BFMTV

Vers des cours uniquement en anglais à l’université ?

Pour les opposants à la loi, on ne sera plus capable de penser certaines techniques en français.

Pour les opposants à la loi, on ne sera plus capable de penser certaines techniques en français. - -

La Commission des affaires culturelles et de l’éducation de l’Assemblée nationale se penche, ce mardi, sur un sujet qui fait polémique : remplacer le français par l’anglais pour certains cours à l’université.

Des cours sans prononcer un mot de français à l’université ? C’est l’idée du projet de loi de Geneviève Fioraso, la ministre de l’Enseignement supérieur, par ailleurs invitée ce mardi matin sur RMC. Un texte qui sera soumis aux députés le 22 mai prochain. Dans ce projet, la ministre envisage un assouplissement de la Loi Toubon, votée en 1994, qui spécifie que le français doit être la langue de l’enseignement en France.
Objectif de la ministre : améliorer le niveau d’anglais des étudiants français, mais également attirer les meilleurs étudiants étrangers. Pour Geneviève Fioraso, la France doit prendre toute sa part dans la formation des futures élites mondiales, notamment dans les pays comme la Chine et l’Inde. Un projet de loi qui déchire le monde universitaire. La position des opposants est claire : pour eux, c’est la langue française qui est menacée. Aujourd’hui, près de 700 formations sont déjà assurées en anglais, la plupart dans des écoles de commerce. La France est aujourd’hui la 5eme destination pour les étudiants étrangers, des étudiants qui viennent surtout du Maghreb ou d’Afrique, zone traditionnelle d’influence pour la langue française.

« Une bonne idée »

Christian Koening, directeur du BBA (Bachelor of business administration) à l’Essec, école de commerce avec un cursus dispensé en majorité en anglais, est absolument pour cette initiative qui apportera des bénéfices à notre économie. « C’est une bonne idée. Il serait dommage qu’on s’interdise de recruter d’excellents étudiants internationaux au prétexte qu’ils ne parlent pas français. Des gens qui ne parlaient pas français en arrivant le parlaient en repartant avec un diplôme. On a tous à y gagner et quand ils rentreront chez eux, ils auront appris une culture. Et puis, ils auront développé une proximité avec le monde économique français qui va servir nos intérêts à tous ».
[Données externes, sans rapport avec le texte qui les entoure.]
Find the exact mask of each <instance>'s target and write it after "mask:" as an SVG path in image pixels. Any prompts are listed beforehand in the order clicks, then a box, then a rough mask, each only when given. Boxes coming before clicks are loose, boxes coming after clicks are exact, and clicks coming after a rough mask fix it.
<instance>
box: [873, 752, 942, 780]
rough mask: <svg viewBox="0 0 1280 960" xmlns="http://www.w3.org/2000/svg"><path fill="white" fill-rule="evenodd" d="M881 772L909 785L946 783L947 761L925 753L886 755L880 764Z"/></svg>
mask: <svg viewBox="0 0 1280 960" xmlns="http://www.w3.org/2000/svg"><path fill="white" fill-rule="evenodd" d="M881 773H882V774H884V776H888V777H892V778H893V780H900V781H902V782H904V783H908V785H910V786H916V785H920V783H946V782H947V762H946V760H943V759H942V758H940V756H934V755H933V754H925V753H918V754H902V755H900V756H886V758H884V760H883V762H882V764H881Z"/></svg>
« Le français deviendra une langue morte »

Pour Régis Ravat, président de l'association Francophonie Avenir, cette idée n’est pas bonne. Selon lui, à terme, c'est un risque pour le savoir et la recherche. « Si on n’enseigne plus en français dans nos universités, on ne sera plus capable de penser les nouvelles technologies en français. Il n’y aura plus de vocabulaire pour nommer tout ce qui est nouveau. Le français deviendra alors une langue morte. Si pour faire de la science moléculaire, par exemple, tout se fait en anglais, on n’aura plus de mots français pour cette science ».